Globally, millions of children live, sleep or survive on the streets because of conflict, crisis or poverty. Without support, they face danger and violence and are a long way from going to school.
Street Child was started in 2008 to help street children in Sierra Leone who were in this situation. Our work began with a single project for 100 street children in Makeni, Northern Sierra Leone. Since then, we have become experts in child protection and have helped thousands of street children across West Africa to find a safe home and go to school.

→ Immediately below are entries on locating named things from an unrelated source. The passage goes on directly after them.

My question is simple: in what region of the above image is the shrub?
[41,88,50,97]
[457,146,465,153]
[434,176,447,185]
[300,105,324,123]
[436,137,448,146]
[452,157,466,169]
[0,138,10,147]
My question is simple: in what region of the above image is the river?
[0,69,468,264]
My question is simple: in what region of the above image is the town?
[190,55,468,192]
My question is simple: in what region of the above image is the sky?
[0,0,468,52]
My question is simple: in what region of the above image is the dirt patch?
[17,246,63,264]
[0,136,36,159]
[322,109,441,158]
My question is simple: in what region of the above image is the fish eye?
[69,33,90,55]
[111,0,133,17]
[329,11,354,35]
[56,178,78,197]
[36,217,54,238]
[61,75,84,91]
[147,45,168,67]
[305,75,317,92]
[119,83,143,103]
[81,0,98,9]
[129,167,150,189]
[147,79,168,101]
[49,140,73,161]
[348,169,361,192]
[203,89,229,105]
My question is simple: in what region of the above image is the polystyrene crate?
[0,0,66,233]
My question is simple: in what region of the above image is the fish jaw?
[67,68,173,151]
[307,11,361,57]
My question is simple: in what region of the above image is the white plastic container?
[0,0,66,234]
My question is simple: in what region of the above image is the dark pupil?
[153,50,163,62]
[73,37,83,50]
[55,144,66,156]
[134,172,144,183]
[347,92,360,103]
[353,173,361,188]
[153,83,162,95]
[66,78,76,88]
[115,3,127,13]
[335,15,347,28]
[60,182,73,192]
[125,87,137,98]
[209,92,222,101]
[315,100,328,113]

But we aren't stopping there.
With your help, we want to support thousands more children off the streets and into school, and give them the chance of a brighter future.
WHAT WE ARE DOING
We work to help children off the streets, away from danger and into school.
HOW YOU CAN HELP
It costs just $50 to send a child to school for a year. With your help, we can give more children the chance of a brighter future.
We don't believe in orphanages or any other form of center. Instead, our dedicated street teams and social workers work hard to change the lives of as many children as possible. Their 'office' is the street. They spend their time meeting and gradually befriending street-connected children - gaining trust and becoming the safe adult that is missing in most street children's lives.
Through a process of counselling and mediation, our teams work to strengthen the child's family bonds, starting, if needs be, with tracing their family, reuniting them, and mediating the relationship between child and family until it is strong and stable. Once the child is settled in a secure family environment, Street Child focuses on helping them back to school, including in most cases, introducing their caregivers to our livelihood support teams, to ensure that they have the financial strength to keep the child in school.
Street Child also works to protect children and prevent them from depending on the street in the first place. We do this by strengthening rural education, because migrating to towns for education is a common reason children end up on the streets. We also work to strengthen child protection with Child Welfare Committees and other school community-based advocacy.
STORIES FROM OUR WORK
AMINATA, THE YOUNG WOMAN WHO IS REBUILDING HER LIFE
Aminata used to live with her sister and brother-in-law. Aminata's sister died during Ebola and her brother-in-law remarried. The new wife forced Aminata to sell small goods to make money for the family but one day she lost the money she had earned. The new wife told her to go back and find the money; but she couldn't, so she slept with a man to make money. Then she got pregnant and was kicked out of the house for what her 'family' considered to be 'immoral behavior'.
Aminata ended up working on the dump, picking plastic to sell. She lived and worked there, staying with a lady who lived on the edge of the dump. Aminata worked on the dump right up until the birth - she was on the dump when she had her first contractions.
Street Child heard her story and helped her to go back to school, by supporting her caregiver with a grant to set up a business and giving Aminata school supplies. Today, she is doing well in school and her little daughter is doing well too.
Aminata said: ‘I have more hope for the future because when I’ve finished my schooling I will become a prominent individual. I like math best. I want to become a nurse.’
IBRAHIM, THE BOY LEARNING TO READ AND WRITE
12-year-old Ibrahim lives with his parents and five siblings in Maiduguri in Northeast Nigeria. Ibrahim and his family were forced to flee their home from conflict, leaving everything behind.
Street Child has set up a temporary learning center in Ibrahim's community to give him a safe space to play and learn.
He says: 'I like Street Child school because I can read and write'.